Figure 4A showcases representative day-to-day variations in hind limb stride length and stride time symmetry indices following hypertension induction. Notably, we observed temporary surges in interlimb gait asymmetry, lasting between 1 and 2 days. These fluctuations in SL and ST indices highlight the immediate impact of CMHs on gait dynamics. Figure 4B reveals day-to-day fluctuations in the hind limb paw print area symmetry index post-hypertension induction. It is evident that the observed periods of print area asymmetry align closely with the surges noted in SL and ST asymmetry. This congruence underscores the broader impact of CMH-induced neurological changes on various aspects of gait, from stride dimensions to the spatial characteristics of paw placement.

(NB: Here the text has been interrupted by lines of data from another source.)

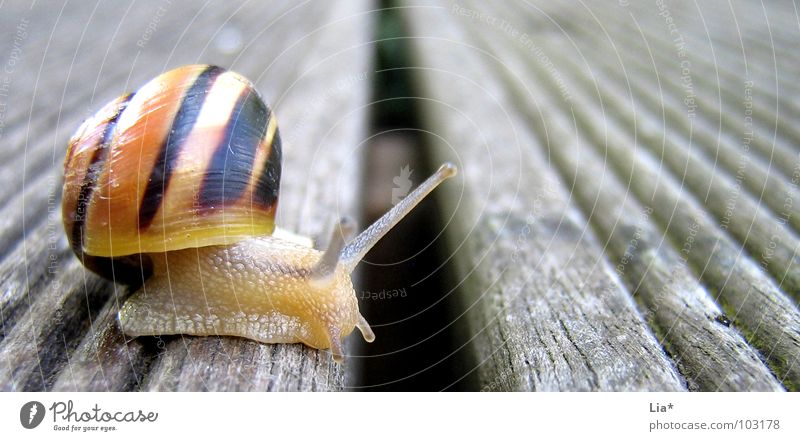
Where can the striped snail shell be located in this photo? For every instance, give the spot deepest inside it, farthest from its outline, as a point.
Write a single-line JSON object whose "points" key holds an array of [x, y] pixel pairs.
{"points": [[176, 187], [192, 159]]}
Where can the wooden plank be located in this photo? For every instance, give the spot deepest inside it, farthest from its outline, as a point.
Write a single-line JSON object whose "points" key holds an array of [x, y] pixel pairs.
{"points": [[768, 318], [546, 309], [729, 143], [710, 354], [766, 234], [84, 350]]}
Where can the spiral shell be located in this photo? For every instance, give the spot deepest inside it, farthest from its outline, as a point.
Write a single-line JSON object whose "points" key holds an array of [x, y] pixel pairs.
{"points": [[192, 159]]}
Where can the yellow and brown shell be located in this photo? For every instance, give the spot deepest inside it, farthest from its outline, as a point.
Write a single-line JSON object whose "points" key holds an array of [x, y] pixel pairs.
{"points": [[191, 159]]}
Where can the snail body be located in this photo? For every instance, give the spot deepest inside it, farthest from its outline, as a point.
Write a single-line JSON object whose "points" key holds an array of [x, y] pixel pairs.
{"points": [[176, 187]]}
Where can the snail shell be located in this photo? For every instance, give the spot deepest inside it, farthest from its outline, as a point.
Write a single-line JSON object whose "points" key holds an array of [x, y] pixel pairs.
{"points": [[192, 159]]}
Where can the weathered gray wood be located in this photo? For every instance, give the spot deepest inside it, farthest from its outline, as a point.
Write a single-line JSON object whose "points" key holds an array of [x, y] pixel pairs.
{"points": [[59, 327], [709, 354], [727, 147], [547, 311], [767, 237], [765, 234]]}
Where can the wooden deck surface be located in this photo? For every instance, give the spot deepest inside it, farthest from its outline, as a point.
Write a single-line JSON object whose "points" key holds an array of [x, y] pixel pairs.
{"points": [[626, 216]]}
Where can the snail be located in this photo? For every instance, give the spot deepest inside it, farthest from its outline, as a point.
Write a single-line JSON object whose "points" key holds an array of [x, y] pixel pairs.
{"points": [[175, 187]]}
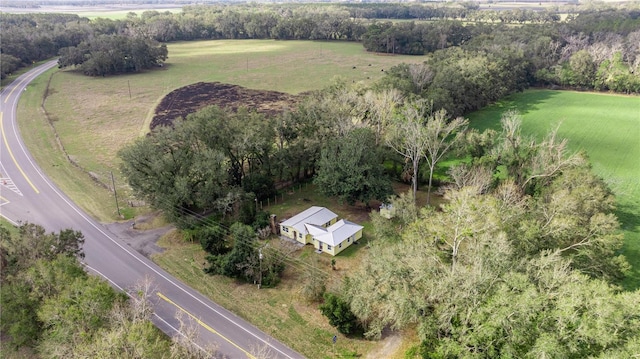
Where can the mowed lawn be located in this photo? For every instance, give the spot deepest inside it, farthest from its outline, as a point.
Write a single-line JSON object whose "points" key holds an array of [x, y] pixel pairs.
{"points": [[607, 127], [96, 117]]}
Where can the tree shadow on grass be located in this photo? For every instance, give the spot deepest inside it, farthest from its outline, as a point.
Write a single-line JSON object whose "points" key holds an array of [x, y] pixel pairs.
{"points": [[522, 102], [628, 214]]}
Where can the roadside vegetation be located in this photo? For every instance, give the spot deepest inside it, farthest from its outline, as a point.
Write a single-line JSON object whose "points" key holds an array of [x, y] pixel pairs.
{"points": [[51, 307], [506, 238]]}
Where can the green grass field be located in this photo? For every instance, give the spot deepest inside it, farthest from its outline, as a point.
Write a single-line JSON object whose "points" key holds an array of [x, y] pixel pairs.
{"points": [[607, 127], [95, 117]]}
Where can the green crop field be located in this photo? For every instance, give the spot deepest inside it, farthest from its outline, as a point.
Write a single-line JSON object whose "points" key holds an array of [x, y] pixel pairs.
{"points": [[607, 127], [94, 117]]}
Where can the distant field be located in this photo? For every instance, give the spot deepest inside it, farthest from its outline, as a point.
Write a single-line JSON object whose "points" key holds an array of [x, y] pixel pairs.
{"points": [[95, 117], [113, 12], [607, 127]]}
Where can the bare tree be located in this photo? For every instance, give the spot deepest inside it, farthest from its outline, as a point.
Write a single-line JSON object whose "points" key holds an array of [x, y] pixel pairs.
{"points": [[184, 343], [421, 75], [380, 107], [440, 135], [407, 135]]}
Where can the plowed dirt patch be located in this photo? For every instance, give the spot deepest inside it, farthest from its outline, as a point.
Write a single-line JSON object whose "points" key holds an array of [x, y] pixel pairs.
{"points": [[189, 99]]}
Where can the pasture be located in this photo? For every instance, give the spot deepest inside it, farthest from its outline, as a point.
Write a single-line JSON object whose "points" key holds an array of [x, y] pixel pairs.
{"points": [[607, 127], [95, 117]]}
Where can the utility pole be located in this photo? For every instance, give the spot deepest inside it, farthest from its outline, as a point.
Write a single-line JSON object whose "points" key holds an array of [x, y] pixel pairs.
{"points": [[115, 194], [260, 257]]}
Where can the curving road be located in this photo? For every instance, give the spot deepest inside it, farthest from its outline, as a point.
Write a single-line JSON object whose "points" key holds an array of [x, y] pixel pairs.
{"points": [[26, 194]]}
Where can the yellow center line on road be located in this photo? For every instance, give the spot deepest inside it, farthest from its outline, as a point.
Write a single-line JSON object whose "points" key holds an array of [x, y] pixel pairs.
{"points": [[204, 325], [13, 89], [4, 137]]}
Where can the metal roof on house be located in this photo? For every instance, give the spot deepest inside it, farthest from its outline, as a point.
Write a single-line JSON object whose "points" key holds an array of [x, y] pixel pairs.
{"points": [[314, 215], [335, 233]]}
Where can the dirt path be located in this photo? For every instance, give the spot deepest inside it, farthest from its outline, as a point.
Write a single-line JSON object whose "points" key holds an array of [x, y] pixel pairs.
{"points": [[141, 240], [387, 347]]}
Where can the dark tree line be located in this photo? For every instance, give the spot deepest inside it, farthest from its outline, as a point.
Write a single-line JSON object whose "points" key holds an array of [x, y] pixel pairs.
{"points": [[494, 61], [113, 54], [591, 50]]}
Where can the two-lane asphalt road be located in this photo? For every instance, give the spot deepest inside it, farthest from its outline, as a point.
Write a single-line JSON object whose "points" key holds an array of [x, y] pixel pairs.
{"points": [[26, 194]]}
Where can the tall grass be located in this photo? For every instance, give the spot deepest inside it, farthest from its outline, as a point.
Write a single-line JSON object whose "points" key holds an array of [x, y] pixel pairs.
{"points": [[606, 127]]}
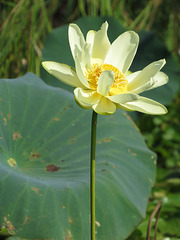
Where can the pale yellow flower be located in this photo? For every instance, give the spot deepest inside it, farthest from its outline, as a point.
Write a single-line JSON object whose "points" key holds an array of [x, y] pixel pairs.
{"points": [[101, 77]]}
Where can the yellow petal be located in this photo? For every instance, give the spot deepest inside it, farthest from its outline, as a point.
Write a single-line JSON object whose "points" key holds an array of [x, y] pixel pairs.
{"points": [[101, 44], [123, 98], [63, 72], [123, 50], [145, 105], [146, 74], [104, 107], [105, 81], [86, 98], [80, 73], [76, 39]]}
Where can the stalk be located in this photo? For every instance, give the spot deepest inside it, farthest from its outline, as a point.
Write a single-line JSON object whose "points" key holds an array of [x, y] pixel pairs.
{"points": [[92, 173]]}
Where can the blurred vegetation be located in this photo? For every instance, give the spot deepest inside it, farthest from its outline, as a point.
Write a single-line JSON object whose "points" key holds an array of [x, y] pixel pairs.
{"points": [[24, 24]]}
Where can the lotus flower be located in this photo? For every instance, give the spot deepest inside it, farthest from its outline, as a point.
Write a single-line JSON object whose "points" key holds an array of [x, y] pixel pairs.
{"points": [[101, 76]]}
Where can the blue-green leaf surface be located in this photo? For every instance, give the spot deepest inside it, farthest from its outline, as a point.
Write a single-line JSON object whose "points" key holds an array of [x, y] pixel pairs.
{"points": [[44, 166]]}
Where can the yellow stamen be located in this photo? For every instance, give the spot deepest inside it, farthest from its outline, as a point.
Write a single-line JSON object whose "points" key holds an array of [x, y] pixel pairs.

Finally, Fig. 4C focuses on the day-to-day changes in gait entropy following hypertension induction. The evident increases in gait entropy correspond to periods of enhanced gait asymmetry, shedding light on the heightened variability and complexity in locomotion induced by CMHs. This suggests that hypertension not only alters the regularity and symmetry of gait but also introduces significant variability into locomotor patterns, likely reflecting the underlying subclinical neurological symptoms induced by CMHs.

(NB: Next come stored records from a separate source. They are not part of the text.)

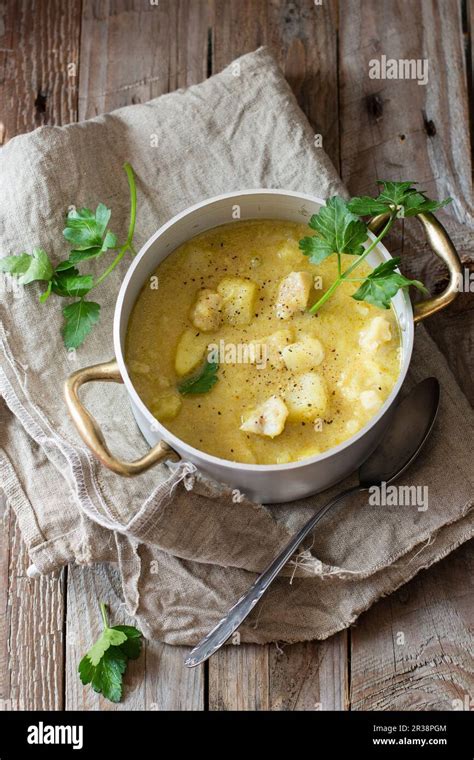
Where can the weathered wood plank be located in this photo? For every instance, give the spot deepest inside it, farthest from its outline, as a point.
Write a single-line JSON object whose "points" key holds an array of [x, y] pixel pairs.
{"points": [[39, 53], [413, 650], [310, 676], [239, 678], [31, 631], [303, 38], [39, 44], [172, 40], [399, 129]]}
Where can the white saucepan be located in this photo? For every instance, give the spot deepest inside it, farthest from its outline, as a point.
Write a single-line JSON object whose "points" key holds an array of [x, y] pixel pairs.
{"points": [[262, 483]]}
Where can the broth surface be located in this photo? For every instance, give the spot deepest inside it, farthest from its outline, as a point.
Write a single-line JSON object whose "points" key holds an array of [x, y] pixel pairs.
{"points": [[357, 379]]}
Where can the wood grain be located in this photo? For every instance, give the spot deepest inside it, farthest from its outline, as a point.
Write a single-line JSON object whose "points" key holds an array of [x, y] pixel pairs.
{"points": [[413, 650], [132, 52], [397, 129], [32, 643], [39, 54], [302, 36]]}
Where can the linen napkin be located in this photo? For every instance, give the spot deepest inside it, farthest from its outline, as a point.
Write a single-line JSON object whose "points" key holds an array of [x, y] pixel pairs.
{"points": [[185, 550]]}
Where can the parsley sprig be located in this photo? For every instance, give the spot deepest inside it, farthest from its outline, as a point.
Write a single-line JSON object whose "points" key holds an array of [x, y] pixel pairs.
{"points": [[202, 381], [340, 230], [106, 661], [89, 236]]}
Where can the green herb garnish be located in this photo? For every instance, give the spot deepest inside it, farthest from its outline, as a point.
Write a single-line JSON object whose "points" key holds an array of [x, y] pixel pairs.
{"points": [[202, 382], [339, 230], [88, 235], [106, 661]]}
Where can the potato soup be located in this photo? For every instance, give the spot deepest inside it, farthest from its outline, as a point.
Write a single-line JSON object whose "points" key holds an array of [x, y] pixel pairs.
{"points": [[290, 384]]}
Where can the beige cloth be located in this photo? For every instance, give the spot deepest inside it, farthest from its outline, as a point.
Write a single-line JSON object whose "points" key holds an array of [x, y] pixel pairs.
{"points": [[185, 551]]}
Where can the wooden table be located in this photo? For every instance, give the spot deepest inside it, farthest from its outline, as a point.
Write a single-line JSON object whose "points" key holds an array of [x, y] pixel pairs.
{"points": [[64, 61]]}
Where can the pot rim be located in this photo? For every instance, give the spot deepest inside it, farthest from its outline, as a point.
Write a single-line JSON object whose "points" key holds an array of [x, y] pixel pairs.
{"points": [[195, 453]]}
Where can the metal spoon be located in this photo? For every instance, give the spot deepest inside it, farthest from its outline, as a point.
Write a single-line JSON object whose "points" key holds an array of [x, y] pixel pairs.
{"points": [[410, 427]]}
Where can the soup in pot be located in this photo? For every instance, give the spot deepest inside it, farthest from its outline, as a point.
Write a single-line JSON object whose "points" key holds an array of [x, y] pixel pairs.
{"points": [[223, 351]]}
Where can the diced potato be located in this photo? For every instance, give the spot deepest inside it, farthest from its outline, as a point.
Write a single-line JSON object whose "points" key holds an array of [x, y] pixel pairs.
{"points": [[370, 400], [306, 397], [362, 309], [206, 313], [140, 368], [352, 426], [190, 351], [375, 334], [269, 350], [293, 294], [166, 407], [238, 299], [290, 253], [366, 375], [305, 354], [268, 419], [308, 451]]}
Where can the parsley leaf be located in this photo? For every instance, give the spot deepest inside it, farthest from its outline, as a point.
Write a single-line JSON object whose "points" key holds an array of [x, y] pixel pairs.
{"points": [[87, 232], [69, 283], [106, 661], [340, 231], [395, 195], [29, 268], [383, 283], [80, 317], [202, 382]]}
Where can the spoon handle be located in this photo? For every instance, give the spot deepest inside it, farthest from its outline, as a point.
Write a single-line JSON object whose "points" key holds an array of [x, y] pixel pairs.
{"points": [[226, 627]]}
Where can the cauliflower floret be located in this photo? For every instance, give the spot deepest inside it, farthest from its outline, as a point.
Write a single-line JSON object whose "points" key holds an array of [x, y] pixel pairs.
{"points": [[270, 349], [305, 354], [293, 294], [268, 419], [370, 400], [206, 313], [238, 299], [375, 334]]}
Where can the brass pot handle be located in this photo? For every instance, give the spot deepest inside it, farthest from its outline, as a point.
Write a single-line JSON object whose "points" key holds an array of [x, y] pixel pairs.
{"points": [[442, 245], [90, 431]]}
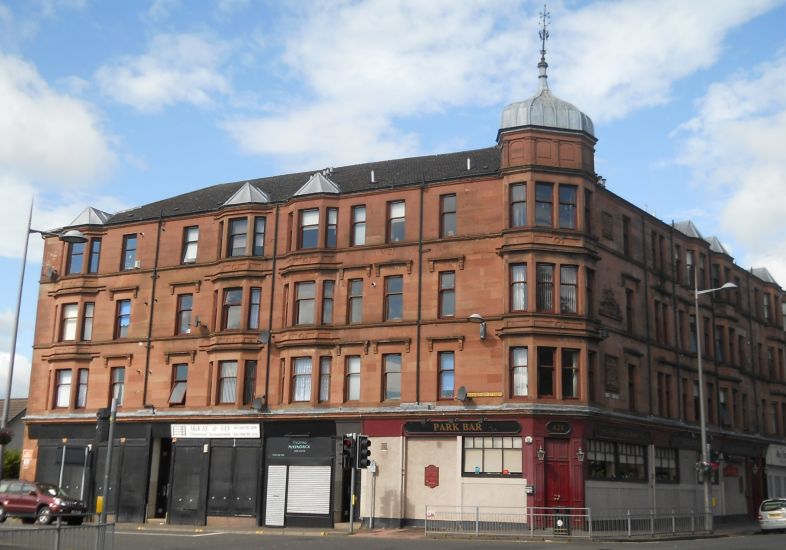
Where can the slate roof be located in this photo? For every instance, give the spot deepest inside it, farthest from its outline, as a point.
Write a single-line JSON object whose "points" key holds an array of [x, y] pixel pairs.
{"points": [[317, 184], [764, 274], [91, 216], [16, 407], [247, 194], [716, 246], [688, 228], [349, 179]]}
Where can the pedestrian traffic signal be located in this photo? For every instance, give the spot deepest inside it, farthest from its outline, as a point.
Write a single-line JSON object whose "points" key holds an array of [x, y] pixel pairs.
{"points": [[348, 451], [364, 451]]}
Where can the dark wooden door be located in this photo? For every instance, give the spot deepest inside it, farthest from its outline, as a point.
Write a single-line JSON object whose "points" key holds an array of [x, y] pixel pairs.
{"points": [[557, 469]]}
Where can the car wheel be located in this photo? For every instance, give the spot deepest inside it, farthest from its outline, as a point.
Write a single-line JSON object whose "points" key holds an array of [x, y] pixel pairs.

Intriguingly, the analysis we presented corresponds to the same mouse featured in Fig. 2, which exhibited six evident cerebral microhemorrhages upon histological examination. Notably, in this particular animal, we identified three significant surges in gait indices within the time series data collected. This pattern of surges in response to CMHs was not isolated to this mouse alone but was similarly observed across other mice in the experimental group, suggesting a consistent phenomenon. The detection of three surges in the context of six CMHs leads us to interpret that our analysis method is sensitive to capturing subclinical neurological signs associated with approximately 50% of all CMH occurrences. This rate of detection underscores the potential of gait analysis as a tool for identifying neurological alterations that may not present overt clinical symptoms but nonetheless reflect underlying brain injuries. Furthermore, our findings hint at the complexity of the relationship between the physical characteristics of CMHs and their impact on gait. We hypothesize that the specific manifestations of gait alterations are influenced by both the location and the size of the CMHs. This suggests that the precise impact of CMHs on locomotion may vary depending on how these microhemorrhages interact with neural circuits involved in motor function and coordination. Therefore, the variations in gait dynamics we observed could reflect the differential impact of CMHs on these circuits, pointing to the nuanced ways in which microvascular brain damage can influence overall motor behavior.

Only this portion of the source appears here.